We believe there are two very good reasons that ENTR received this important design win despite still offering a solution that is more expensive than BRCM's. First, the cable and satellite operators are leery of BRCM's market dominance, with the company controlling nearly 90% market share in STB SoCs. Having such large market share stifles innovation, increases supply risk, and concentrates power in the hands of one supplier. Second, CMCSA's move to the X1 and X2 platforms represents a seismic shift for them technologically. No longer will they deliver video to customers via old QAM (digital cable) technology; the cable world is moving to IP (internet protocol) which enables CMCSA and other providers to offer customers highly specialized content and advertising. This major technological shift has enabled ENTR to get its foot in the door and the company has successfully used it to wedge its way further into BRCM's domain. ENTR has since announced two more major design wins that will begin rolling out during the second half of 2014: one with a satellite provider (we believe it is DIRECTV - DTV) and one with another cable provider (likely TWC). Again, ENTR has won three major designs despite offering an un-integrated chip twenty percent more expensive than the comparable one from BRCM. Even more exciting is the fact that ENTR will soon be on even footing with BRCM on pricing; it is currently sampling an integrated chip that matches the one BRCM used to steal large amounts of market share from ENTR beginning three years ago. The integrated MoCA-SoC chip should start generating revenue for ENTR in the first half of 2015.

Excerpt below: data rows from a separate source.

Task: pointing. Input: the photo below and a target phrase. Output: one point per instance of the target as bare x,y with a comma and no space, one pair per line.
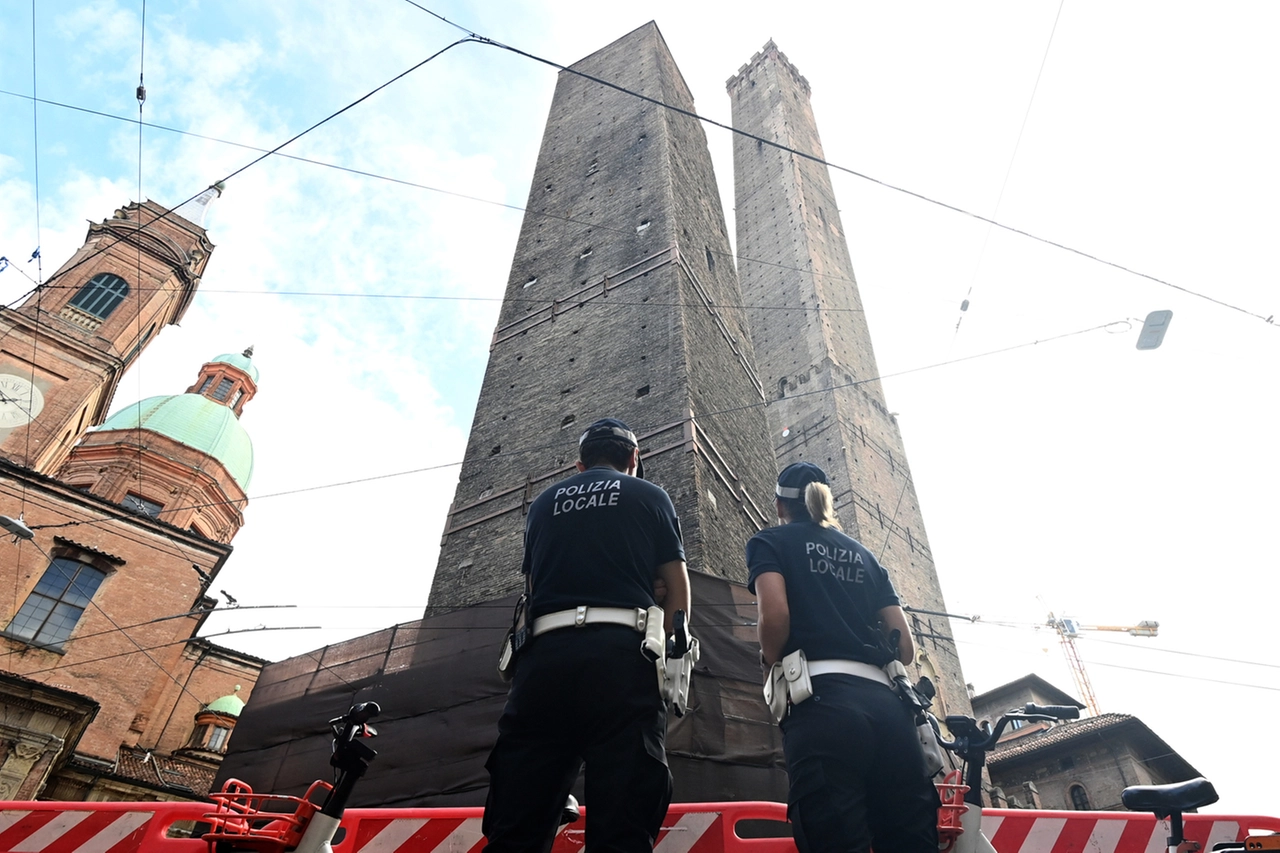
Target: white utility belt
632,617
787,680
673,673
868,671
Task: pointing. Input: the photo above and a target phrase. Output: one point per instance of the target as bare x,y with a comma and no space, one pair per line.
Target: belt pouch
795,666
787,679
929,746
654,643
516,639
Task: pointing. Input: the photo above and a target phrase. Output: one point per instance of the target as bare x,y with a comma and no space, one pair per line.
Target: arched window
101,295
55,606
1079,798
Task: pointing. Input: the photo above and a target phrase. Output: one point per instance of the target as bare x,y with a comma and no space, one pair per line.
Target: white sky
1077,475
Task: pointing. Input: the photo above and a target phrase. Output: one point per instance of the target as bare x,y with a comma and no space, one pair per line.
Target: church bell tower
65,347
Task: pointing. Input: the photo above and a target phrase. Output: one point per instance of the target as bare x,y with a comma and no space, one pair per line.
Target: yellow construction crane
1068,629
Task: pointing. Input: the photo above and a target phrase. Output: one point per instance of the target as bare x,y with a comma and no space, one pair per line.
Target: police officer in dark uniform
853,758
583,689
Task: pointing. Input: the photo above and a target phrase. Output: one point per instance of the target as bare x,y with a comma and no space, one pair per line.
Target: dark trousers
856,774
580,694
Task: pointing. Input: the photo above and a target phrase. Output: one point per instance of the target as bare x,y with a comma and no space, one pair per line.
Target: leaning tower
813,346
622,301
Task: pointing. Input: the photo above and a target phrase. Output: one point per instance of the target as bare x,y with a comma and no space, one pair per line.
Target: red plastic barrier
690,828
1014,830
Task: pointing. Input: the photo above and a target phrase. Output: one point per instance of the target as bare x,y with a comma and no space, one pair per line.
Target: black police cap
616,429
795,477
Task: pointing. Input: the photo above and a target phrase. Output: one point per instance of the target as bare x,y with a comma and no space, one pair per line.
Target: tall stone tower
810,334
622,301
65,347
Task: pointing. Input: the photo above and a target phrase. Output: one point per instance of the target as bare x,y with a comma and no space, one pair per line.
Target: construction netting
440,696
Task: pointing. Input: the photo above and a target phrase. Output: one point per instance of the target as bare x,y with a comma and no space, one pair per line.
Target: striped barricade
1013,830
690,828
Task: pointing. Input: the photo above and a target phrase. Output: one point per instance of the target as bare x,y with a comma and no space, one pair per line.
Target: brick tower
65,347
810,333
622,301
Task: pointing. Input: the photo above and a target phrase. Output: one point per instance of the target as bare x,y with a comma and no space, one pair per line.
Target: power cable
560,445
604,227
375,176
141,94
863,176
1009,170
1146,671
168,213
123,633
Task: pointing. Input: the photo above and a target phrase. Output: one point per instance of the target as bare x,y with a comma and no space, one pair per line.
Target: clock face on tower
21,402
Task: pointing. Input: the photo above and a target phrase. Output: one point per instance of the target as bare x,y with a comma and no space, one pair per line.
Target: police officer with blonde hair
854,763
583,690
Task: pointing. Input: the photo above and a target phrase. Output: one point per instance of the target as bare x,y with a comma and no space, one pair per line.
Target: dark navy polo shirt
598,539
835,589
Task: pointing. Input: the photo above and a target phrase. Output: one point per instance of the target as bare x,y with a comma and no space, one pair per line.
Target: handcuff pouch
517,638
787,683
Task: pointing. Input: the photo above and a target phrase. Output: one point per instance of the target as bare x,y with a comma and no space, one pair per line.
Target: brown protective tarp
442,697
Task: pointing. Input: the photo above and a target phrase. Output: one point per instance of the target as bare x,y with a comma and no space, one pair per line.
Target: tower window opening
141,342
101,295
1079,798
55,606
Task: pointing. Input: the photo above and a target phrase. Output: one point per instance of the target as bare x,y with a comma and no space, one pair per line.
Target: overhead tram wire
375,176
141,94
1009,170
603,227
534,448
123,633
863,176
266,154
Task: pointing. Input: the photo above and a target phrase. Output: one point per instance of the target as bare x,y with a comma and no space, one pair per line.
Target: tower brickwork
810,334
622,301
67,346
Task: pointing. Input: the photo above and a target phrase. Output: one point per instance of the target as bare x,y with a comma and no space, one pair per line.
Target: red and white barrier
690,828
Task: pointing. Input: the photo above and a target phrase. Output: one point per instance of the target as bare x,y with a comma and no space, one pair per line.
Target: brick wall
622,301
810,333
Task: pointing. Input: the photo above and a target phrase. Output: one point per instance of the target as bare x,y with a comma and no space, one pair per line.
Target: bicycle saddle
1166,799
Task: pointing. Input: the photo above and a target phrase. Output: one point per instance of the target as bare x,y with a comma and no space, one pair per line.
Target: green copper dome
228,705
240,360
196,422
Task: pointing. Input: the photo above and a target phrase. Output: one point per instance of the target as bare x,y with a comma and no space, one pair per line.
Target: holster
786,684
516,639
918,705
675,674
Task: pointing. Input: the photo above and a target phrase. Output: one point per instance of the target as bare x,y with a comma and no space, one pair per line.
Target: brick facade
96,706
622,301
810,334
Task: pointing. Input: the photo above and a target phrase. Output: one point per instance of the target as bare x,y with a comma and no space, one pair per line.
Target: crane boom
1068,629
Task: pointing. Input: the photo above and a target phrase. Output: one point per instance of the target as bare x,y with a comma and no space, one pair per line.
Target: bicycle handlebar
973,739
364,712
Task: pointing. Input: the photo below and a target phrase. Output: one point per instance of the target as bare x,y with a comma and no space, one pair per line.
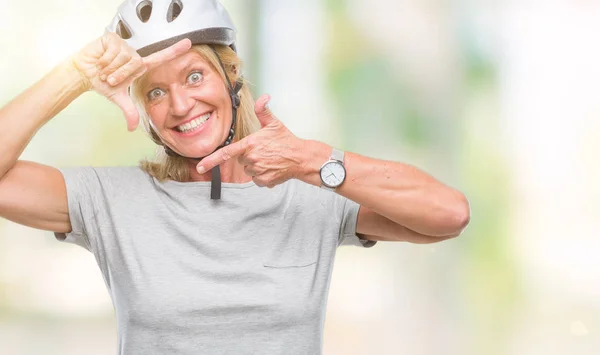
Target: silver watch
333,172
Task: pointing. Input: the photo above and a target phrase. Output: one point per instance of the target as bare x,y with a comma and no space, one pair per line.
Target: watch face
333,174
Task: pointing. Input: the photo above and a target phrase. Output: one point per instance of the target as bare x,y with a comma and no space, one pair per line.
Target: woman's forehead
176,65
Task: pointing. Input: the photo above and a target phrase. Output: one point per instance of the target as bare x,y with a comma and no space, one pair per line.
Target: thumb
263,113
123,100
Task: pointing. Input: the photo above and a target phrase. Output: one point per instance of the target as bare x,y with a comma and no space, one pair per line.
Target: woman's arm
398,201
22,117
33,194
400,193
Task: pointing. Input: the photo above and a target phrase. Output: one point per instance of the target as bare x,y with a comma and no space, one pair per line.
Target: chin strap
215,187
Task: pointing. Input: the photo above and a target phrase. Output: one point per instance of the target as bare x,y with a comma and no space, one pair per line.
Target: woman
248,270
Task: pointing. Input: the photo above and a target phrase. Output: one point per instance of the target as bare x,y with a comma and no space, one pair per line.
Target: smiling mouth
193,125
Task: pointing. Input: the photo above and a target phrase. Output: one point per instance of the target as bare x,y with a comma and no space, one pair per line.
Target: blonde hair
164,167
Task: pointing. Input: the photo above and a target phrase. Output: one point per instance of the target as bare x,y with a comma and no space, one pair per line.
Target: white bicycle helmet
149,26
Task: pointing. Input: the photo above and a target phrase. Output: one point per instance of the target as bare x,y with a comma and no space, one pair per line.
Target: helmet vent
174,10
144,10
123,31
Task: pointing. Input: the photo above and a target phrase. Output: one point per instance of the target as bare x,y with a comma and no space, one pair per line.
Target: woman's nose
181,103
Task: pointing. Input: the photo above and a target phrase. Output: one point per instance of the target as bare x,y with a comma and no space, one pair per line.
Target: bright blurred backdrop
496,98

Despite the news surrounding ENTR's announced design wins, the company has yet to generate meaningful incremental revenue. In fact, ENTR's last announced quarter, Q114, saw revenue decline 25% Y/Y. We believe ENTR's recent design wins portend a large recovery for the company and its shares over the next several quarters.
We spoke with STB OEMs, competitors, and former employees and we liked what we heard: the industry is desperate for a number two challenger to BRCM. ENTR was awarded this first set of design wins because their technology meets the same specs as BRCM. In fact, ENTR may have an advantage over BRCM longer term, as they base their SoCs on the widely used ARM standard, while Broadcom favors older MIPS technology. These discussions with industry experts give us the confidence that ENTR has a real opportunity to grow revenue and earnings meaningfully over the next 18 months.

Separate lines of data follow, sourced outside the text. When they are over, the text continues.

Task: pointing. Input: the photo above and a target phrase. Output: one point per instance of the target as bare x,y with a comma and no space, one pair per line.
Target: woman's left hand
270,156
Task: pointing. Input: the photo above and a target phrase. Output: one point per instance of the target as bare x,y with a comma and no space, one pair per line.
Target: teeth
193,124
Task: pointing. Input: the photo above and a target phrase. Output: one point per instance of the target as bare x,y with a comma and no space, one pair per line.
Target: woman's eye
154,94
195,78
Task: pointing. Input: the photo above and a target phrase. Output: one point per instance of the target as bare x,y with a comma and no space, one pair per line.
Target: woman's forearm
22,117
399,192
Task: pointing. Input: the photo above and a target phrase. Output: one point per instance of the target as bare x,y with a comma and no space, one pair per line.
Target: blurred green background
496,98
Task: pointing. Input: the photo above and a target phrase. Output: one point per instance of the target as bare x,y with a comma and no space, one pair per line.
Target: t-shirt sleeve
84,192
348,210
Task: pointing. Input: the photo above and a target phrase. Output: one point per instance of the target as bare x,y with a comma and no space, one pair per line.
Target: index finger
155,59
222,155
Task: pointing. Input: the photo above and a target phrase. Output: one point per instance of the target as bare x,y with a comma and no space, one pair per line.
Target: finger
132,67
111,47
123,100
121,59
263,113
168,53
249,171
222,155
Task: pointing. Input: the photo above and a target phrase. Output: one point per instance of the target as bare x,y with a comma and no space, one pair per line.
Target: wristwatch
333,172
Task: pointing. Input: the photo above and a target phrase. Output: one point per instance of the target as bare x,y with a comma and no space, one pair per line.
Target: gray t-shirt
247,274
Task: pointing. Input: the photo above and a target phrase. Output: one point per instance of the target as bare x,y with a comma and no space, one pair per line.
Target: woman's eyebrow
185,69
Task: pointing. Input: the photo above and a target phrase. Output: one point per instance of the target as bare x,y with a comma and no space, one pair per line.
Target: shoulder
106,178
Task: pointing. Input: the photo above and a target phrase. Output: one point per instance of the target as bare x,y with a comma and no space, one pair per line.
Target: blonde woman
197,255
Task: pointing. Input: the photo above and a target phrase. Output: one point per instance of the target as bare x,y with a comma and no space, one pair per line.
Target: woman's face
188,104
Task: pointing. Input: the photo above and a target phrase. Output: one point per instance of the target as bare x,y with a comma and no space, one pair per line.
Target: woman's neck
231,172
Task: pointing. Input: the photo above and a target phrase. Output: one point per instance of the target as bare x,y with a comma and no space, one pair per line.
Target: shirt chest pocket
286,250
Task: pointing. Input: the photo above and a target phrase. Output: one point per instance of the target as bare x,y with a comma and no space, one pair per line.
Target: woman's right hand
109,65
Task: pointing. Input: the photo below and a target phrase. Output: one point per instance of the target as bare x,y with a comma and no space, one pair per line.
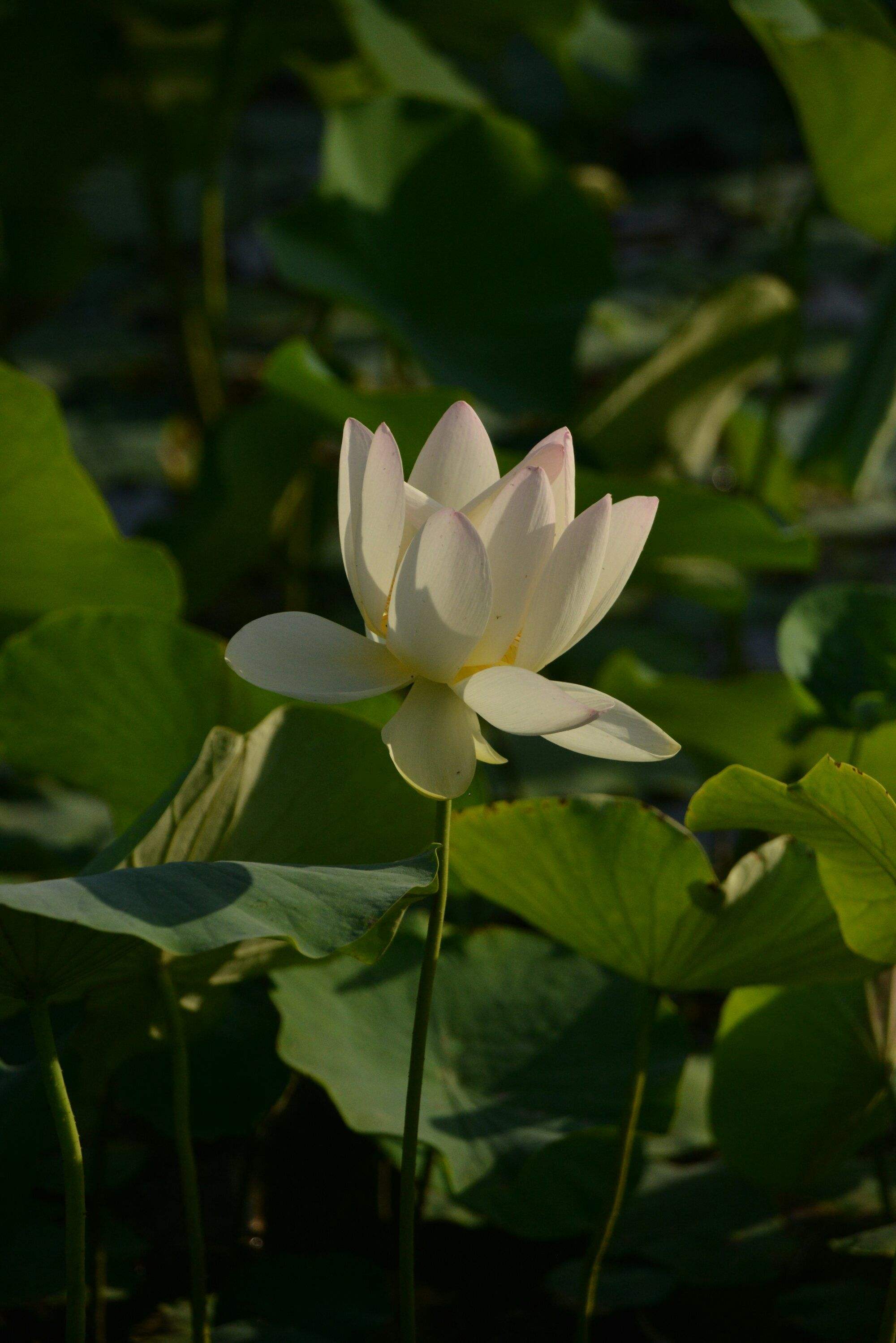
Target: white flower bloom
469,585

DISCLAIMER: The author is long ENTR. This is not a recommendation to buy or sell any investment. Additionally, this document should not be relied upon to make an investment decision as the numbers and figures presented are solely the author’s estimates. Investors should contact the company directly and read ENTR public filings to form their own opinions and make their own investment decisions. The author may transact in the securities of ENTR without notice.
I do not hold a position of employment, directorship, or consultancy with the issuer.
I and/or others I advise hold a material investment in the issuer's securities.